When this good news of Christ dying for sinners was first proclaimed to the world, when it first broke upon the guilty conscience of mankind, it transformed the world. The cross became, almost overnight, the world’s most precious symbol of new life and of great love. Here is the early Christian father, Tertullian, describing the place the cross came to have in the hearts and lives of these new believers.

 

“At every forward step and movement, and every going in and out, when we put on our clothes and shoes, when we bathe, when we sit at table, when we light the lamps, on couch, on seat, in all the ordinary actions of daily life, we trace upon the forehead the sign [of the cross].” [De Corona, iii]

 

Now you know, even the few of you who may not be Christians, in the heart of your hearts, you know who is thinking rightly, thinking soundly about the cross. It is not the Jew or Gentile who cannot find the sense in it; it is rather the multitudes of Jews and Gentiles who have been transformed by the cross, whose hearts have been filled with the love of God and Christ that is manifested in the cross. A recovery of the old sense of sin is essential here. Christ took it for granted that we are bad and need deliverance from sin. Until we admit this about ourselves we will find our objections to the idea that Christ was dying for us on the cross. When we realize that truth about ourselves then it is that the cross towers above us as the way, the truth and the life.

 

John Stott, who in the middle of his life was to write The Cross of Christ, one of the great books of the 20th century, a modern classic, in the preface of his masterpiece said this:

 

“I try to show that the cross transforms everything. It gives us a new, worshipping relationship to God, a new and balanced understanding of ourselves, a new incentive to give ourselves in mission, a new love of our enemies, and a new courage to face the perplexities of suffering.

 

“In daring to write…a book about the cross, there is of course a great danger of presumption. This is partly because what actually happened when ‘God was reconciling the world to himself in Christ’ is a mystery whose depths we will spend eternity plumbing; and partly because it would be most unseemly to feign a cool detachment…. For willy-nilly we are involved. Our sins put him there. So, far from offering us flattery, the cross undermines our self-righteousness. We can stand before it only with a bowed head and a broken spirit.

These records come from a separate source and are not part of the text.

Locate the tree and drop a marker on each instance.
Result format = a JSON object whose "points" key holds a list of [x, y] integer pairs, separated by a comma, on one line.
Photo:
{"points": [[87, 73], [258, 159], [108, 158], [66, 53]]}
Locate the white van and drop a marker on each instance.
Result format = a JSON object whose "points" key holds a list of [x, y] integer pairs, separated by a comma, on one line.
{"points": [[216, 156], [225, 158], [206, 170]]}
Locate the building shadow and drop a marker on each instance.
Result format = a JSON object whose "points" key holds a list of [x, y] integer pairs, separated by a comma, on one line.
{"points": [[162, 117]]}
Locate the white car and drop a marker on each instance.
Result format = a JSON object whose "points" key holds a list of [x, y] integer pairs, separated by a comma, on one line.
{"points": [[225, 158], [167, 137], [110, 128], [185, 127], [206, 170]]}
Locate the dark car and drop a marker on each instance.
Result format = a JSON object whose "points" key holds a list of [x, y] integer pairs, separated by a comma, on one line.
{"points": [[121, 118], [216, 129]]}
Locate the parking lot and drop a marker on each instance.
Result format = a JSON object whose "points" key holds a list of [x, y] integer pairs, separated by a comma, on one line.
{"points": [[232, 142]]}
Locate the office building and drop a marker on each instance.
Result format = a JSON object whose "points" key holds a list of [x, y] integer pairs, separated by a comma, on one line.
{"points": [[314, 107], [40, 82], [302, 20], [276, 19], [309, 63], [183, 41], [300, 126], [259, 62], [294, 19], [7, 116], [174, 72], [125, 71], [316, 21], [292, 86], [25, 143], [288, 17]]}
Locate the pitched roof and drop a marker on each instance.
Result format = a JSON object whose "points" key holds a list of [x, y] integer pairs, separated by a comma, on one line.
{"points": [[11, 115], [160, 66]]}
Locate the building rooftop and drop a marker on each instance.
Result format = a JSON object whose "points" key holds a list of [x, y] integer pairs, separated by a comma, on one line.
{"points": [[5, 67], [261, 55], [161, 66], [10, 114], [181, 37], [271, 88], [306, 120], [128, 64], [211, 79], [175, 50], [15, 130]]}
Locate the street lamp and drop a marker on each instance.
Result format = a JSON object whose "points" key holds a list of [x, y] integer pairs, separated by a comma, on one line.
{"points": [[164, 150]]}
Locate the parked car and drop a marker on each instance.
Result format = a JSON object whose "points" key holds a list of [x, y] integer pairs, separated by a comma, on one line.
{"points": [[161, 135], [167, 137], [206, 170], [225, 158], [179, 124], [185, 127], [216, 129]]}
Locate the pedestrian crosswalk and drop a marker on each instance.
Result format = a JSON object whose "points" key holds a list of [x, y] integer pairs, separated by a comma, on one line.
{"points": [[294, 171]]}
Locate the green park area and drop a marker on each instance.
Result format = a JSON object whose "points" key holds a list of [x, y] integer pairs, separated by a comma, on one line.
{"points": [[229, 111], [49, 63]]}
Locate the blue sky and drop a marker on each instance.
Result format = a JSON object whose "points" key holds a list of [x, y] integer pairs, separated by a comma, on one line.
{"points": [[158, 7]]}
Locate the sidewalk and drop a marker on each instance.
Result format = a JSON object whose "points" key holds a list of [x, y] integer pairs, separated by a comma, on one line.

And there we remain until the Lord Jesus speaks to our hearts his word of pardon and acceptance, and we, gripped by his love and brimful of thanksgiving, go out into the world to live our lives in his service.”

 

God grant that the people of Faith Presbyterian Church will always find in the cross the real heart of the gospel, a living, humbling, bracing, inspiring power in their hearts, and the supreme proof of the mighty love of God. If they do, whatever storms may come, they will never be forsaken of God!